Top Espresso English grammar tips:
- HAVE HAD and HAD HAD
- Difference between WORSE and WORST
- Modal verbs for deduction
- How to form questions in every verb tense!
- Should, could, and would
- Passive voice: Present and Past
- Direct and indirect questions
- Simple present or present continuous?
- Causative verbs: LET, MAKE, HAVE, GET
- Prepositional phrases
ALL Espresso English grammar tips
Advanced English Grammar Course
All about English Grammar
English grammar is a set of rules that tell us how to use the language properly. It’s important to learn it so we can speak and write well. If we know proper grammar, we can say what we mean correctly, and understand others better.
Today we’ll talk about basic English grammar terms and concepts, how to use English grammar, and ways you can learn more with books, courses, and websites.

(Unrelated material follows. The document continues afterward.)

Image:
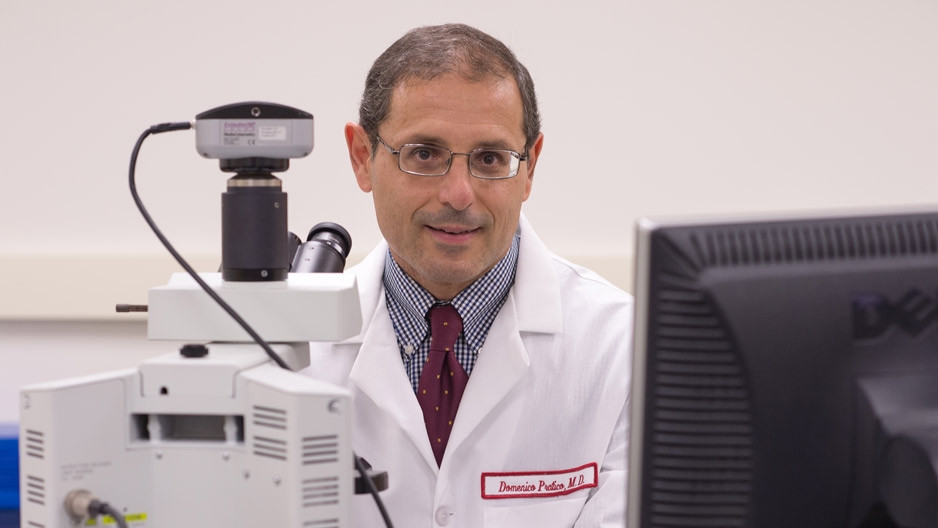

- Word-level and sentence-level grammar
- Basic English grammar: Parts of speech
- Word order and sentence structure
- Independent clauses and dependent clauses
- Common grammar mistakes to avoid
- Why learn grammar & how to study it
- Recommended English grammar books
- Fun grammar quizzes and games
- Online grammar courses
Word-Level and Sentence-Level Grammar: What’s the Difference?
Understanding Word-Level Grammar
There are two main levels of English grammar: word-level grammar and sentence-level grammar. We need to know both in order to speak English and write it correctly!
Word-level grammar is the study of individual words and their forms. This includes topics such as:
- Parts of Speech: Types of words such as nouns, verbs, adjectives, adverbs, pronouns, prepositions, conjunctions, and interjections. Each part of speech plays a specific role in a sentence.
- Inflection: Inflection refers to changes made to a word to indicate tense or number. For example, adding -ed to a verb indicates past tense (e.g., walked), while adding -s indicates plural (e.g., dogs).
- Word Order: Word order is another crucial aspect of word-level grammar. In English sentences, the subject typically comes before the verb (e.g., “The dog barked”), but there are exceptions depending on the type of sentence being used.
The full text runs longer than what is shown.